Legacy software is actually a huge plus for the GDPR currently people might laugh at companies that run MSSQL or Oracle but all the major storage and backup solution vendors support record level backups for the database which means that it's easy to purge or anonymise a purged record, it also means that dealing with backups is now a turnkey solution from the likes of EMC.
A small company that run on flavor of the week DB and uses tarsnap for backup might have a much harder time figuring what is what.
Heck there are plenty of small companies that have an IT team of like 2-3 people that handle personal data for 100,000s of people and it might not even know where all of it's backups are.
"How sure you are that that seagate drive in the back of the closet doesn't have a copy of your database form 2 years ago?"
And most importantly small companies don't have the resources nor the knowledge on how to handle information requests under the GDPR.
I laughed about the idea of having launching handling the information requests as a service platform if I was crazy enough to come up with a way to actually make it work under the GDPR.
When I think of the GDPR what I see is potentially a lot of companies getting screwed over because they don't know any better as regulation of this extent usually only involved giants.
Say you are a company of 15-20 people you get a letter like this: https://www.linkedin.com/pulse/nightmare-letter-subject-acce... What are you going to do?

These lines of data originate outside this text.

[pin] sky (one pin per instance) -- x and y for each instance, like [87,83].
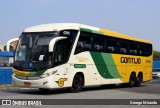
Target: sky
[137,18]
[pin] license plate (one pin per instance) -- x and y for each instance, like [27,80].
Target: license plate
[27,83]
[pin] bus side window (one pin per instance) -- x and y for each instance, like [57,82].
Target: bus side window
[84,43]
[111,46]
[141,50]
[123,47]
[148,50]
[133,49]
[98,44]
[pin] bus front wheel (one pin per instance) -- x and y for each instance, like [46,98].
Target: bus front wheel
[132,80]
[139,79]
[77,83]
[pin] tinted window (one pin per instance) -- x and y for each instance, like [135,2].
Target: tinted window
[98,43]
[123,47]
[111,45]
[133,49]
[84,43]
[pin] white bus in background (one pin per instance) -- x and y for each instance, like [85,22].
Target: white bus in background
[75,55]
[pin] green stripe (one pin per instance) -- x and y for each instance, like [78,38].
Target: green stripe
[111,65]
[100,64]
[105,65]
[91,31]
[36,73]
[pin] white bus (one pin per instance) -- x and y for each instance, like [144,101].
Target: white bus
[75,55]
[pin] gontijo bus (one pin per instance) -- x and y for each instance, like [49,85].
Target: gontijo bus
[75,55]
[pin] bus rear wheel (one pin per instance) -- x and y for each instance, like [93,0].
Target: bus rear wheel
[132,80]
[77,83]
[139,80]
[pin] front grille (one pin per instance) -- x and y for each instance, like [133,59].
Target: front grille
[27,78]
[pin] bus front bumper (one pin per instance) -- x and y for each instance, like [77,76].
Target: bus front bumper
[38,83]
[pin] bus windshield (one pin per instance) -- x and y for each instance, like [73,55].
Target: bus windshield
[32,51]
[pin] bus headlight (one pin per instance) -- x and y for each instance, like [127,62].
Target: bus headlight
[48,74]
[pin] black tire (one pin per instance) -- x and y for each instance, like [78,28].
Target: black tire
[77,84]
[139,80]
[108,86]
[44,89]
[132,80]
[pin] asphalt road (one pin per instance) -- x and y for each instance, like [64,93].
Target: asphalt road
[148,90]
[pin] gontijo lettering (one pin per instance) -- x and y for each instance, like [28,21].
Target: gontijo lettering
[130,60]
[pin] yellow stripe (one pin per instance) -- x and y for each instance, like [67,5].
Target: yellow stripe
[118,35]
[21,73]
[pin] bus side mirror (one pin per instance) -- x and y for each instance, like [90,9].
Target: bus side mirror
[53,41]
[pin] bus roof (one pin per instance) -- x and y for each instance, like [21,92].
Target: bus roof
[82,27]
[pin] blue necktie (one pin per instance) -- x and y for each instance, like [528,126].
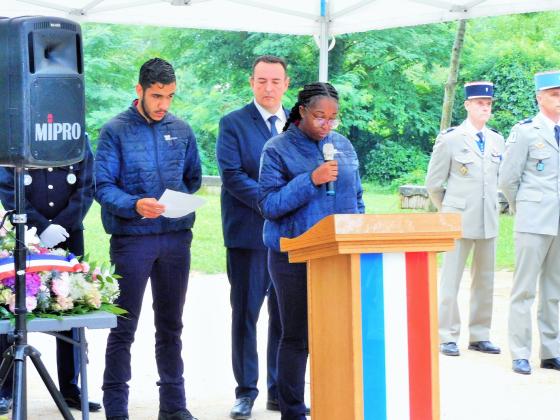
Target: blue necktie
[272,120]
[480,141]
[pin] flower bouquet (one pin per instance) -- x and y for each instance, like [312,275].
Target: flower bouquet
[56,282]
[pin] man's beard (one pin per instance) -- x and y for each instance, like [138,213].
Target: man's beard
[145,111]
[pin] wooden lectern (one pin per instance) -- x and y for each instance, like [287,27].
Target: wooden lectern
[373,335]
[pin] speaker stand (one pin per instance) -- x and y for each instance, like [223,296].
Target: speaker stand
[19,350]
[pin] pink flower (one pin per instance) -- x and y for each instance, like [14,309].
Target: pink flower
[12,303]
[30,303]
[64,303]
[93,298]
[61,285]
[85,267]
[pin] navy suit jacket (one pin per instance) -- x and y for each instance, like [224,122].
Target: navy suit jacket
[241,138]
[50,198]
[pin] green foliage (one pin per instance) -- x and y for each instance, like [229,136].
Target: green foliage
[508,51]
[392,161]
[390,81]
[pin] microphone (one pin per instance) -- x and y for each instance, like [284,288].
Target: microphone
[328,154]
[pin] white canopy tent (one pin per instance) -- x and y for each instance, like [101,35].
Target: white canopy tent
[321,18]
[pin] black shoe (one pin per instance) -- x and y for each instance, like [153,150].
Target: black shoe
[177,415]
[521,366]
[76,402]
[273,405]
[484,347]
[5,405]
[242,408]
[553,363]
[449,349]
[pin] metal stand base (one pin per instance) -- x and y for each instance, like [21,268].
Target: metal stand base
[15,356]
[17,353]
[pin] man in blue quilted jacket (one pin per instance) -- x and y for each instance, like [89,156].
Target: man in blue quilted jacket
[142,152]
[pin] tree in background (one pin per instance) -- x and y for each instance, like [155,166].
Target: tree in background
[391,81]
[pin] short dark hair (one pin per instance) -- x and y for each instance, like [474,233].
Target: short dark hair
[156,70]
[271,59]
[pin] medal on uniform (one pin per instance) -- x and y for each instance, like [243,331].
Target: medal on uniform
[71,178]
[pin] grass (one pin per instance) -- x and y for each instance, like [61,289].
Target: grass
[208,252]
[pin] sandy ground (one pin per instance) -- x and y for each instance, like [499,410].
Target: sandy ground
[473,386]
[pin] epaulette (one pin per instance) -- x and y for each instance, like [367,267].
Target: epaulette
[448,130]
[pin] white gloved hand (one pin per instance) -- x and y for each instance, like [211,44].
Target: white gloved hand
[53,235]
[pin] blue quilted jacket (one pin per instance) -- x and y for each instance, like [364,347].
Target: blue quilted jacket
[137,160]
[288,199]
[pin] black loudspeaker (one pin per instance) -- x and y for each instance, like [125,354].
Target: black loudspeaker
[42,98]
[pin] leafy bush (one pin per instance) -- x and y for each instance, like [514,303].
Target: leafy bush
[391,161]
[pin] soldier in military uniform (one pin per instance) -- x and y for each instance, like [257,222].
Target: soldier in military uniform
[57,200]
[463,177]
[529,179]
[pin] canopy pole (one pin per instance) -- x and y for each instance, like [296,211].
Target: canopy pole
[324,43]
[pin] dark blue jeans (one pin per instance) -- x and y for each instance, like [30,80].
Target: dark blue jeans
[250,284]
[290,282]
[165,259]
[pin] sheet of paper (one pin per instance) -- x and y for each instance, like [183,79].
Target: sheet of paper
[178,204]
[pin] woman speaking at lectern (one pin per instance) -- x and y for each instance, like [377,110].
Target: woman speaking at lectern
[307,173]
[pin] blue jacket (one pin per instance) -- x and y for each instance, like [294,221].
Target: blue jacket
[137,160]
[49,196]
[289,200]
[241,138]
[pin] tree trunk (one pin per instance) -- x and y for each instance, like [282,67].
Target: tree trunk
[449,96]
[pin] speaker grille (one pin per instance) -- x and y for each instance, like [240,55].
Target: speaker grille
[61,25]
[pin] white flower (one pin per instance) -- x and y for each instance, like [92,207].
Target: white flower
[31,237]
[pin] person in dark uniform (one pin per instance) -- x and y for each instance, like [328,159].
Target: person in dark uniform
[57,200]
[241,138]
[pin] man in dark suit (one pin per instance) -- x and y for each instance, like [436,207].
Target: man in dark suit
[241,138]
[57,200]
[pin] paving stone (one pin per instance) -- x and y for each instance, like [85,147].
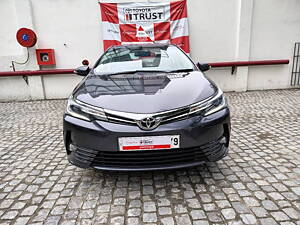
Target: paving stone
[228,213]
[248,218]
[149,218]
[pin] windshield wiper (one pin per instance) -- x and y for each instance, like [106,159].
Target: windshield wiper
[133,72]
[180,70]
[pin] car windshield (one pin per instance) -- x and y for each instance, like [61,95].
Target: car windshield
[120,59]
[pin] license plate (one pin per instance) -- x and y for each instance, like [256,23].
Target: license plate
[149,143]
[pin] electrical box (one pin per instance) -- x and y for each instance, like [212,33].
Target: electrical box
[45,57]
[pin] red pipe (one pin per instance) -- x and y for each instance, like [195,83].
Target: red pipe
[36,72]
[250,63]
[70,71]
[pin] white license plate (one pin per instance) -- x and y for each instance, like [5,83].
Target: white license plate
[149,143]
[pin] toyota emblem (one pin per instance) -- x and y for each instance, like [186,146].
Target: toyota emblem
[148,123]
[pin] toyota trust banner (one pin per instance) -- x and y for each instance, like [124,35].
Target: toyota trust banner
[125,23]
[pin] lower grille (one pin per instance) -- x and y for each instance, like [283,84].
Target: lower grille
[212,151]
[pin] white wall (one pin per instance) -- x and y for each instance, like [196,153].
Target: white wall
[219,31]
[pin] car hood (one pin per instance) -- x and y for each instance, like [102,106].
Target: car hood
[144,92]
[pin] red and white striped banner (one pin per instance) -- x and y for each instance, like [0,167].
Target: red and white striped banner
[159,22]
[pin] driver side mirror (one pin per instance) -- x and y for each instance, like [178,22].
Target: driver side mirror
[203,67]
[82,70]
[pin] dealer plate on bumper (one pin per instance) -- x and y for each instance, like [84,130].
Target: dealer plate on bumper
[149,142]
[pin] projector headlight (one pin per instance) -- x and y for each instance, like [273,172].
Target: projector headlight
[210,106]
[84,111]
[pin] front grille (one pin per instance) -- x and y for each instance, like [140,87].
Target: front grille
[212,151]
[132,118]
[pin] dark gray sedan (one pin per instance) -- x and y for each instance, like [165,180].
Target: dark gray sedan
[145,107]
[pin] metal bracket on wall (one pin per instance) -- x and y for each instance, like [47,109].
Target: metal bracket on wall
[295,78]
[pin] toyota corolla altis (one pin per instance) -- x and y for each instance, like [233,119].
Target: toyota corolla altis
[145,107]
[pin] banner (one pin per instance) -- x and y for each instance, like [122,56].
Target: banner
[146,22]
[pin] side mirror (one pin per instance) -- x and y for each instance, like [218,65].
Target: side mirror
[82,70]
[203,67]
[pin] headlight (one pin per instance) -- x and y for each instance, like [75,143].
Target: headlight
[210,106]
[84,111]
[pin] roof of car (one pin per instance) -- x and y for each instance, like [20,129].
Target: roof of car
[159,45]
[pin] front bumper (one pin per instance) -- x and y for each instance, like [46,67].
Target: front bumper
[95,144]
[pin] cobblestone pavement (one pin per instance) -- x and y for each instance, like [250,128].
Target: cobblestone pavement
[257,183]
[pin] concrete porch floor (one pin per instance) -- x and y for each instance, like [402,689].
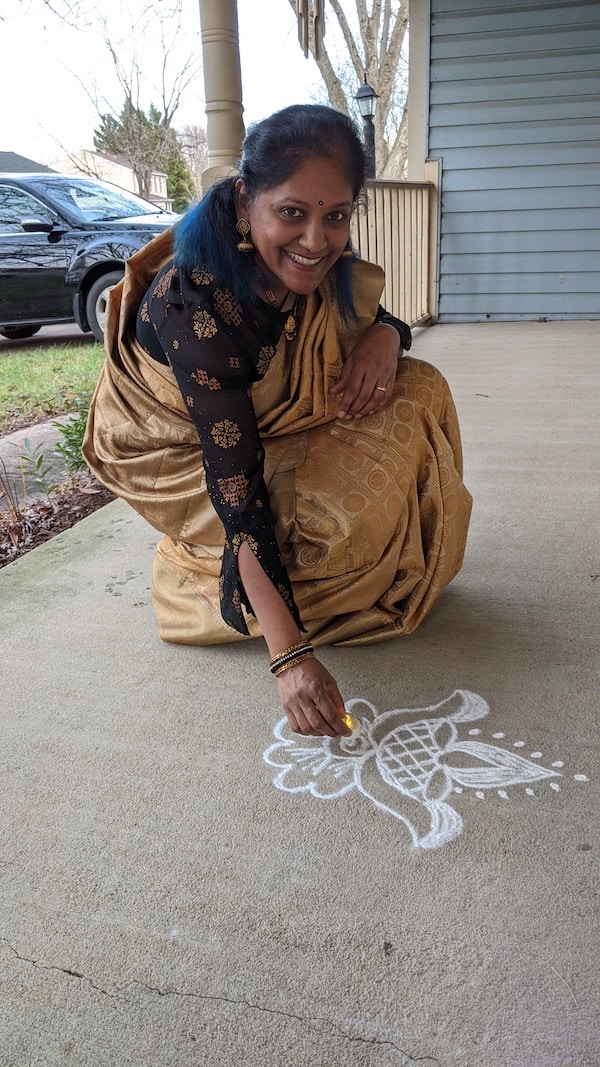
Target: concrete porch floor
[164,904]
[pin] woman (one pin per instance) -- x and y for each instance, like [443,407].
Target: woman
[325,503]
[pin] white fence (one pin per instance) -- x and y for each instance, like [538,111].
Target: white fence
[396,232]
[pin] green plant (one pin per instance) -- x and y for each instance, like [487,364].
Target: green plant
[34,467]
[72,432]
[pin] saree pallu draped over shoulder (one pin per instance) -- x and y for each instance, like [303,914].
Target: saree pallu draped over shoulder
[370,514]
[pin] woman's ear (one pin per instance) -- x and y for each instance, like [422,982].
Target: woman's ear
[242,200]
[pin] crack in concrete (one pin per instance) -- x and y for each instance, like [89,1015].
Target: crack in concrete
[306,1020]
[313,1021]
[62,970]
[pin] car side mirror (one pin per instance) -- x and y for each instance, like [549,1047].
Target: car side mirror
[35,225]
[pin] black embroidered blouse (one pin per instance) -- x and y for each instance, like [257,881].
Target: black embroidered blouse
[217,348]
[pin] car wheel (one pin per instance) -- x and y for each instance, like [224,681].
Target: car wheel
[16,333]
[96,302]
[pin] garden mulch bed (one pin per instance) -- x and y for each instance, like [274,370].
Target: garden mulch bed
[28,527]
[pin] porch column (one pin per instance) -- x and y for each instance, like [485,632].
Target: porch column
[222,88]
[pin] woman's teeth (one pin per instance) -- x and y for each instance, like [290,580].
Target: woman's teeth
[303,261]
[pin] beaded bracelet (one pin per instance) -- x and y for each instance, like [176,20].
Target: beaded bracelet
[289,655]
[294,663]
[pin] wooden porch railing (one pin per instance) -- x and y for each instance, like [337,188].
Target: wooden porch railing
[396,232]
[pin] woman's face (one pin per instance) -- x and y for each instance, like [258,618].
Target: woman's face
[300,227]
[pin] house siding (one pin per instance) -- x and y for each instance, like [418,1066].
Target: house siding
[515,120]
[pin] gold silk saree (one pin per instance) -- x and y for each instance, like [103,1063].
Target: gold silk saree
[370,514]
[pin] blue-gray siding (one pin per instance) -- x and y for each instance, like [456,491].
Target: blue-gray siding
[515,117]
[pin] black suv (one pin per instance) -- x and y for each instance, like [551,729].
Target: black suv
[63,244]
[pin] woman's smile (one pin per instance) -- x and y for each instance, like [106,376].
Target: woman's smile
[299,228]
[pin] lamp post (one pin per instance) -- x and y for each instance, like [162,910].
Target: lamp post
[366,98]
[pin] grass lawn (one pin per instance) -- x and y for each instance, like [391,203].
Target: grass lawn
[42,381]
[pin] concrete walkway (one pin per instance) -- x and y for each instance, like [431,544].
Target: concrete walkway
[169,897]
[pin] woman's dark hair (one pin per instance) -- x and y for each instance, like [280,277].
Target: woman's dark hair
[273,149]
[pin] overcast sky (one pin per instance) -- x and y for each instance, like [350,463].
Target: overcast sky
[44,106]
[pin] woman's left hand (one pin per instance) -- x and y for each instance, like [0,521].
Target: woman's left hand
[367,377]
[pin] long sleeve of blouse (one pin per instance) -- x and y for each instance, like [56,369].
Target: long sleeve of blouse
[217,348]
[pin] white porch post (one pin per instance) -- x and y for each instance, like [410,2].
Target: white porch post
[222,88]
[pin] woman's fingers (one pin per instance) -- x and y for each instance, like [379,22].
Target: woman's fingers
[312,700]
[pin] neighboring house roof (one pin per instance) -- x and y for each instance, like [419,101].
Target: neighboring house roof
[11,162]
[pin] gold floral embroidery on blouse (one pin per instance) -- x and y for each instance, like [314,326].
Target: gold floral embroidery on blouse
[202,378]
[204,324]
[225,433]
[251,542]
[265,356]
[229,307]
[201,276]
[234,490]
[163,284]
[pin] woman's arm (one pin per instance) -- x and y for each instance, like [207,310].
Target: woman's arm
[309,694]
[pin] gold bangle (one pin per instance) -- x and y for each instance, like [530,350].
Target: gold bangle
[291,653]
[285,651]
[294,663]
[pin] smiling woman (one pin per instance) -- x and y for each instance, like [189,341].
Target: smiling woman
[253,409]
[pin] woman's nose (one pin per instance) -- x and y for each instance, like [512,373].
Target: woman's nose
[314,237]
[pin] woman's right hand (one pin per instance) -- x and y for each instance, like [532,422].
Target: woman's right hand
[312,701]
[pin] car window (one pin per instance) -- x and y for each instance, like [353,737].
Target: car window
[15,204]
[94,201]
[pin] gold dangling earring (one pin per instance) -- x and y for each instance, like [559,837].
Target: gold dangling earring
[242,227]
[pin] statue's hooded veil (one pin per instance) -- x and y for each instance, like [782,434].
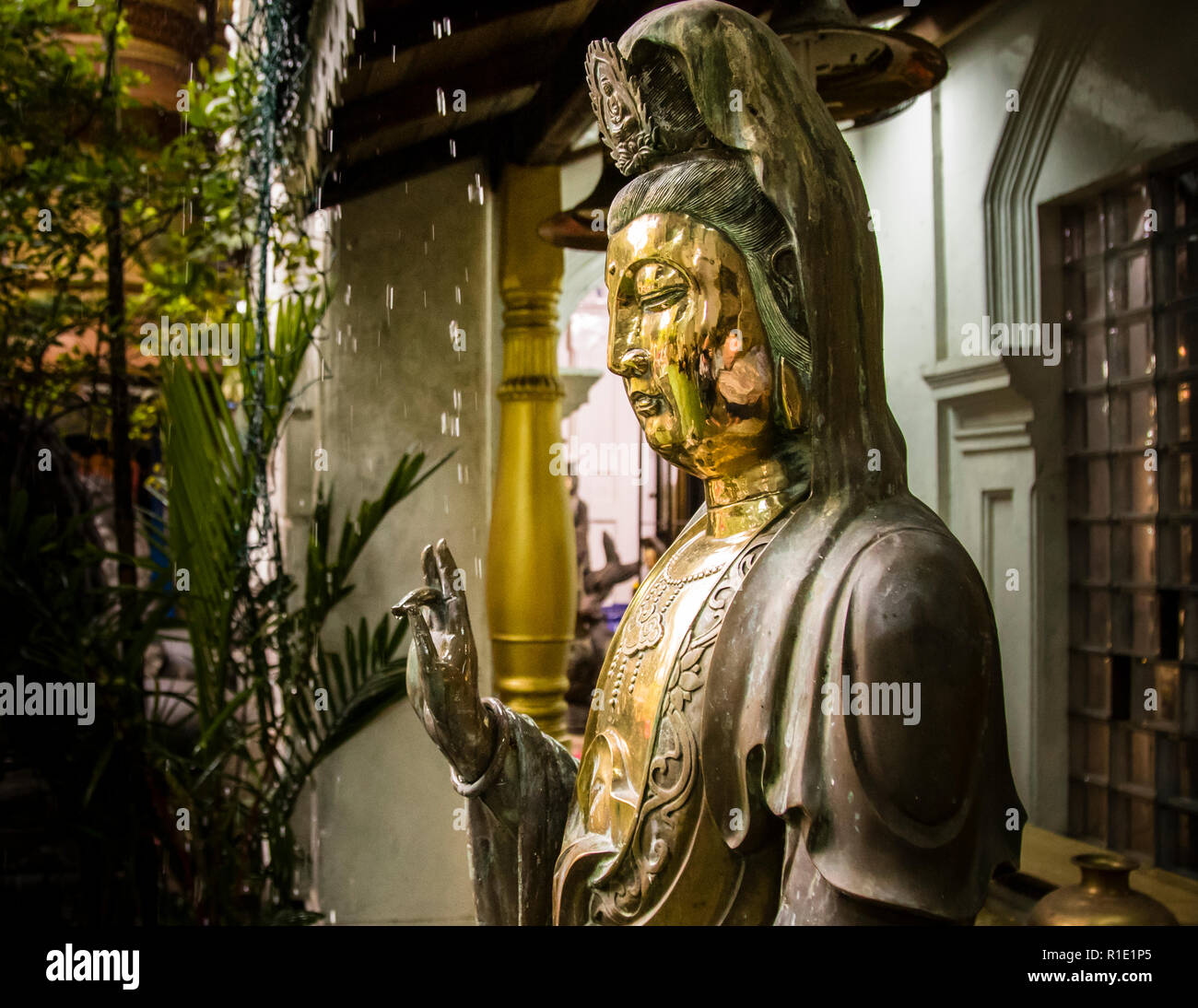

Do you have a data protection and a privacy officer? probably not.. so now it's another hat that some one in your company needs to wear and I really pity the person who'll take this level of legal responsibility on themselves without having the right background, training support and more importantly time.
While this letter might not be pleasant such a letter would be a breeze to many large companies I work for a US financial institution (based in the UK).
This isn't any different than some letters we might get from a regulator or a customer/partner and there is essentially a production line overseen by both inhouse and external legal counsel.
There is a CIO and there privacy officers and compliance officers and champions in each department / team the entire process is essentially automated in an internal ticketing system which will go through a pre-defined workflow and invoke the right people and automated resources (e.g. data discovery), heck for like 90% of those questions we would have premade answers which were signed off by compliance and legal that are maintained upto date.
If you work for a small company and you don't have all these processes set up, you don't have legal counsel I really feel bad for you this isn't something that you can just wing it.
These large legacy companies were working on their GDPR compliance for years any company with a risk department with a pulse would've kicked of a steering committee / SWAT team in March of 2014 as soon as the initial draft was passed and kicked into full gear in 2016 when the final version was approved if not earlier.
I'm willing to bet you that there is a non-negligible number of small companies that didn't do anything as of april 2018 and many more that their GDPR preparation was having a few dev/devops folks sit through a webinar.
I'm really hoping that neither the former or the latter is the case for you but in case your statement "Sure, there is some hassle but we’ll be able to adjust with a few weeks of work." wasn't in tongue and cheek you have less than 50 days to prepare as the GDPR comes into effect on the 25th of May.